La urgencia de este aviso se ve acentuada por la creciente frecuencia de fenómenos climatológicos extremos, como se evidenció con los efectos del fenómeno de El Niño en Brasil. La directora ejecutiva de la COP30, Ana Toni, subrayó que el tiempo es un factor crítico en la lucha contra el cambio climático y que se requieren inversiones masivas en proyectos de descarbonización y protección de ecosistemas. Las futuras cumbres climáticas se orientarán hacia la implementación de estrategias prácticas y medibles que contribuyan a la adaptación climática y a la reducción de emisiones.

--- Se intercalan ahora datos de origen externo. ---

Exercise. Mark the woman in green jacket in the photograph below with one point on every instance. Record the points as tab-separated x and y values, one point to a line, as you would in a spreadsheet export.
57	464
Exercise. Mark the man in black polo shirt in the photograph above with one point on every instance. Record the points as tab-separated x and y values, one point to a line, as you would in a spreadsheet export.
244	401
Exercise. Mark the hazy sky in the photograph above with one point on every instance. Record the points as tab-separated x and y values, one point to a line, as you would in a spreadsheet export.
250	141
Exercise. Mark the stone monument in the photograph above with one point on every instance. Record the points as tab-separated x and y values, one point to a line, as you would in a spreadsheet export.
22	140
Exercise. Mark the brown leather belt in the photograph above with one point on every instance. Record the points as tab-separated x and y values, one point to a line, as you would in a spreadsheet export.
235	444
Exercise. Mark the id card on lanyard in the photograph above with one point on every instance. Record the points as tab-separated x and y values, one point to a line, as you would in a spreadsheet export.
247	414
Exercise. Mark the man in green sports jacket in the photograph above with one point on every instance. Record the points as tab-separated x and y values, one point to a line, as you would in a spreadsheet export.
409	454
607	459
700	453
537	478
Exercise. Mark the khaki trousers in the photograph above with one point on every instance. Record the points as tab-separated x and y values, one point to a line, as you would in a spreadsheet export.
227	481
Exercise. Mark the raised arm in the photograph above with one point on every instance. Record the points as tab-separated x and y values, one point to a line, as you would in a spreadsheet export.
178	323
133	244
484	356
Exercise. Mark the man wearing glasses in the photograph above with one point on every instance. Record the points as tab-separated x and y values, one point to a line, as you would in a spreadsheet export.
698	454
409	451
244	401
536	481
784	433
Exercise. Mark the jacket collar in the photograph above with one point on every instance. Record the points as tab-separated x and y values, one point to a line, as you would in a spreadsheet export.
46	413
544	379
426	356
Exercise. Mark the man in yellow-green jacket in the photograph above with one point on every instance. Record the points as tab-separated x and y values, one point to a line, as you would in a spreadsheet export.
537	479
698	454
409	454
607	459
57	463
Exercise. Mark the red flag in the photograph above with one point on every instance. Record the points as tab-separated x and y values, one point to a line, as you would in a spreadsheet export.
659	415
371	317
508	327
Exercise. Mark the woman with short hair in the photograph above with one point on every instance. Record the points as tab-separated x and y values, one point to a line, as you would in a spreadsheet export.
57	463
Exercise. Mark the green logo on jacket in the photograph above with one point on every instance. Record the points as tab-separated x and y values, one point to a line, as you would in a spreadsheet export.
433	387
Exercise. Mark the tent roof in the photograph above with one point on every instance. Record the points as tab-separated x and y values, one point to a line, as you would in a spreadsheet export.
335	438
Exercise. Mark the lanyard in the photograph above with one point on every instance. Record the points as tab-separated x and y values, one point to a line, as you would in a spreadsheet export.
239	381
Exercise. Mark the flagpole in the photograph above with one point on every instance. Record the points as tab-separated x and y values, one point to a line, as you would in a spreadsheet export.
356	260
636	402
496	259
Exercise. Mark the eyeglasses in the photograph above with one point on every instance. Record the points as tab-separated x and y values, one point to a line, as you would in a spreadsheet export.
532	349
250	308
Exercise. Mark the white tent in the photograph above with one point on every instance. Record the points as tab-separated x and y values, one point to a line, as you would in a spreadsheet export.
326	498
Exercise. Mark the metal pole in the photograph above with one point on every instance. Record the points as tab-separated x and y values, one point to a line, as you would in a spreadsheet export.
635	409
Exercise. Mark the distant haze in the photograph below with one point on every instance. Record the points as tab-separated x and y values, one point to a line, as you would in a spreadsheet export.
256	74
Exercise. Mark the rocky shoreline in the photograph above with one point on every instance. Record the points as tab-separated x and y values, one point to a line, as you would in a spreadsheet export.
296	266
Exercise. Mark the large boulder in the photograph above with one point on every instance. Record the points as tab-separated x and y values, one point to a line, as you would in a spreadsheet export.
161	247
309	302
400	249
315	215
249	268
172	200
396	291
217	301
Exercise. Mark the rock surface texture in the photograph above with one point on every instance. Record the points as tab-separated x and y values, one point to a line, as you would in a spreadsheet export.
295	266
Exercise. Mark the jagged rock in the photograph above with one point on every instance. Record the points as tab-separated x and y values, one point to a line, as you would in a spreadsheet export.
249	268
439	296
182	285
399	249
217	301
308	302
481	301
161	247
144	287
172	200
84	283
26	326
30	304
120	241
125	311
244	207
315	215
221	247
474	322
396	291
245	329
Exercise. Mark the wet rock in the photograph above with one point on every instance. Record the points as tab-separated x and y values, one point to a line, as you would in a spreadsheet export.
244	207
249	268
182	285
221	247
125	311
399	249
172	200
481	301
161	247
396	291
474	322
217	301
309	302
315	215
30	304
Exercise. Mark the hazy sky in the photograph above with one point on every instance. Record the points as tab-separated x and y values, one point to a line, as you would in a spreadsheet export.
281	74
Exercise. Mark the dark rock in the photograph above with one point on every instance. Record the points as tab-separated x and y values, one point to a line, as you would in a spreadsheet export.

Además, se han identificado prioridades clave para las próximas conferencias, incluyendo la reducción de la deforestación antes de 2030 y el abandono progresivo de combustibles fósiles. La comunidad internacional enfrenta un desafío determinante: la movilización de financiación para asegurar que los compromisos alcanzados se traduzcan en acciones que protejan nuestro planeta y fomenten un futuro sostenible.